ものすごく多い。いろいろな業界や業態から「リストラ店舗を引き取ってくれないか」という話が舞い込んで、てんやわんやだ。GMS(総合スーパー)や家電量販店、パチンコ店など衰退業種のリストラがここ1〜2年特に加速している。今年度(2017年6月期)はユニーやイトーヨーカドーの大量閉店もあり、われわれにはもっといい環境になる。
──なぜドンキは閉鎖店跡への出店の成功率が高いのでしょうか。
われわれは決まったフォーマットを持たず、個々の店の商圏に合った店舗作りをできるのが最大の強みだ。最初思ったような数字が上がらなくても、競合店が繁盛していればお客さんはいる。だったら変化対応をして、競合店からお客さんを奪えばいい。マーケットはシュリンクしており、誰かがダメになり誰かが勝つ。共存共栄はない。
われわれはパワーゲームをしない。スモールゲームだ。逆にパワーゲームをやっている、たとえばイオンとは戦いやすい。彼らは変化対応ができないからだ。僕らは価格や品ぞろえを即日ガラッと変えることができるが、彼らの現場はそれに対抗する手段を持ちえていない。企業としては優れていても、店舗段階でいえば、われわれのほうがお客さんに順応していく力を持っている。

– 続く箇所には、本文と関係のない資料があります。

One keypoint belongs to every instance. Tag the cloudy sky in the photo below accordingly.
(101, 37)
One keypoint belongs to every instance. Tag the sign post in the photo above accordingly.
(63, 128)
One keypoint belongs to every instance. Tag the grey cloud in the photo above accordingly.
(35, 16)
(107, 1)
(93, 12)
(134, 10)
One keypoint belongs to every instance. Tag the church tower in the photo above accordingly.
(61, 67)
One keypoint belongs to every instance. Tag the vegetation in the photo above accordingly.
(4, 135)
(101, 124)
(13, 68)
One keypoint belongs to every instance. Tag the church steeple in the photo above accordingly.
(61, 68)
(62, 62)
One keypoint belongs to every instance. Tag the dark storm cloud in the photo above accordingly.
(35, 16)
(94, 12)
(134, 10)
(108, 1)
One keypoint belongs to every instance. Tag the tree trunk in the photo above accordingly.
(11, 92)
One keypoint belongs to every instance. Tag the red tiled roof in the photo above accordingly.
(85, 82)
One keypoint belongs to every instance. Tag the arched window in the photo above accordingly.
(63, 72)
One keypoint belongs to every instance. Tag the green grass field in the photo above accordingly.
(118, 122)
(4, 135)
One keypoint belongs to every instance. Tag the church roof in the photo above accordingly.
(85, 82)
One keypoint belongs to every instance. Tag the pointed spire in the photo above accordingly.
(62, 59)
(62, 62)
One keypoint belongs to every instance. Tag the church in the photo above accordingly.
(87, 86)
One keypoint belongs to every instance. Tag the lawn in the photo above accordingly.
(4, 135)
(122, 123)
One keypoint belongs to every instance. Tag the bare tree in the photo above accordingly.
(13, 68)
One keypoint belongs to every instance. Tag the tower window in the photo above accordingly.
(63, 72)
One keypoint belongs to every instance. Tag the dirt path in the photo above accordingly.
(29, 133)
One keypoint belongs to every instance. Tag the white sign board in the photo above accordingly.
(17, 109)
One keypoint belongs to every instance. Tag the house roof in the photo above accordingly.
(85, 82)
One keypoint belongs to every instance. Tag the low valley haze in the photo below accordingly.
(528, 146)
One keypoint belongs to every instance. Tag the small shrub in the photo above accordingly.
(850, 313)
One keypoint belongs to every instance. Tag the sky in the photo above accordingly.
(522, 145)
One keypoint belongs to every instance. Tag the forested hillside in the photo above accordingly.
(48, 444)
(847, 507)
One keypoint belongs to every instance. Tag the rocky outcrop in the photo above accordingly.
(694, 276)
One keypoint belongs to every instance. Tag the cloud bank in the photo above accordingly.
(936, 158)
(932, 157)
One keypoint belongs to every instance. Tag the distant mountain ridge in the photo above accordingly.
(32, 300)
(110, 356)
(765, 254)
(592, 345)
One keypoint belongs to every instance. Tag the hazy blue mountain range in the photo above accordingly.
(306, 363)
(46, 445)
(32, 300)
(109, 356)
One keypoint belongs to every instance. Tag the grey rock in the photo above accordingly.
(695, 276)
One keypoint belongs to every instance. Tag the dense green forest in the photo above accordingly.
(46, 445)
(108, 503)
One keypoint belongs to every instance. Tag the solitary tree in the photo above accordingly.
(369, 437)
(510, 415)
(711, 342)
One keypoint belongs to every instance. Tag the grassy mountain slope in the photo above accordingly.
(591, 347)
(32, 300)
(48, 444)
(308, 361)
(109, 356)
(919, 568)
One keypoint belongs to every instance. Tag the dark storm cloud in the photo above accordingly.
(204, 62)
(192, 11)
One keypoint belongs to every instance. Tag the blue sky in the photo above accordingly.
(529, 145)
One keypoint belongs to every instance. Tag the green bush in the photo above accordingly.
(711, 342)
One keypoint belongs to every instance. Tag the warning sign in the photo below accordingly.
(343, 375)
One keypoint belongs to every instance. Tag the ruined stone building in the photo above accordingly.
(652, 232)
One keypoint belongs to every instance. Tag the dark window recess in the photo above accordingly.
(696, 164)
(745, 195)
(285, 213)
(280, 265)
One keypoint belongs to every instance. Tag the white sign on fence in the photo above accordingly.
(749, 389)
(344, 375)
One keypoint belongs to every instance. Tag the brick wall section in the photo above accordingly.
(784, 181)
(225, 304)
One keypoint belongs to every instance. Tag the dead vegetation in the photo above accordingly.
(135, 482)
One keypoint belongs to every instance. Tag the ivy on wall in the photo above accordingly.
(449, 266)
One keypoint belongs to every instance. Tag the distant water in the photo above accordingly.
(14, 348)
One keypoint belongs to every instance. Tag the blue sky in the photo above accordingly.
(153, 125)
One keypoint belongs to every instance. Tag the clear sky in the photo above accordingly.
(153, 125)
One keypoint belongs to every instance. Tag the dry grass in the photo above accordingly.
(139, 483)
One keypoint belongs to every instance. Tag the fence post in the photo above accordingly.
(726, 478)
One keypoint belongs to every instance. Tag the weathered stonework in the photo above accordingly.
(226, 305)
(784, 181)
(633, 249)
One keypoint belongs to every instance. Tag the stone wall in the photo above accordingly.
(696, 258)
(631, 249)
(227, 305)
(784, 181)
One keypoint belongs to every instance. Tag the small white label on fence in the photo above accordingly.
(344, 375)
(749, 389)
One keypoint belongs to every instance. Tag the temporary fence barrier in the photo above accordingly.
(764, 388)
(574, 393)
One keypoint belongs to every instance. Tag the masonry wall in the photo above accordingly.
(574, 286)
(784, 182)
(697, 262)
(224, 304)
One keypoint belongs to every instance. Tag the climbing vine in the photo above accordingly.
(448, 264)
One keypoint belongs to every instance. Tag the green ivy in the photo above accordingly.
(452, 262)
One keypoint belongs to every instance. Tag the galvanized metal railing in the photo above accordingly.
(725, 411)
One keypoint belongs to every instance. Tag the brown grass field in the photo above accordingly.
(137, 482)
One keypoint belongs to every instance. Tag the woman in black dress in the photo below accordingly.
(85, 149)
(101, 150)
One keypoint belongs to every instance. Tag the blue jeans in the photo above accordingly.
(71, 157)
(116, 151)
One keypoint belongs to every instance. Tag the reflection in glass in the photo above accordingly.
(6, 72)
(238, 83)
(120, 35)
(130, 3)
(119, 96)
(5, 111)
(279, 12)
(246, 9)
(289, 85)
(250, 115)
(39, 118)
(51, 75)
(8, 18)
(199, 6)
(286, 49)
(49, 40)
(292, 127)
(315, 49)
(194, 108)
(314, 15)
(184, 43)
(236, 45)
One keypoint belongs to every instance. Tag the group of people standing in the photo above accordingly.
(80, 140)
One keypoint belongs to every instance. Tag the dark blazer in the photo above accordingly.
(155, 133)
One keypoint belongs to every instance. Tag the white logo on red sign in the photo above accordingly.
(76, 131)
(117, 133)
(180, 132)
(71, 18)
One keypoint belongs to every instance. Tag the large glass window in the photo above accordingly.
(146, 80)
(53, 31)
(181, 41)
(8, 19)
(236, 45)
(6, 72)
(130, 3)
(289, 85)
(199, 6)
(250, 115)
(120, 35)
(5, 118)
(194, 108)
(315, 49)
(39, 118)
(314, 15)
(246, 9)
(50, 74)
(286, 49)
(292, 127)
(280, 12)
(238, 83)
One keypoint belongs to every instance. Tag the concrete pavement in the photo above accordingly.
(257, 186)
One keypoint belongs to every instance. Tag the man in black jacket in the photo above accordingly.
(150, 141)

──「ポストGMS」を目指す中で長崎屋買収は大きかったですか。
長崎屋を再生する中で、食品のノウハウを得たのは非常に大きなリソースになった。「ドンキ=若者」を脱皮して、日常的に買い物をする主婦やニューファミリーを取り込んでいくのに、食品の強化は欠かせなかったからだ。かつて若者は免許を取って車を改造してというトレンドだったが、世の中が変わった。それに対して微調整してきた結果、今のドンキのターゲットとしてニューファミリーがある。それはとがっている必要はない。丸まったドンキがあっても全然構わない。お客さんに喜んでもらえればいい。いちばん重視しなきゃいけないのはライブ感だ。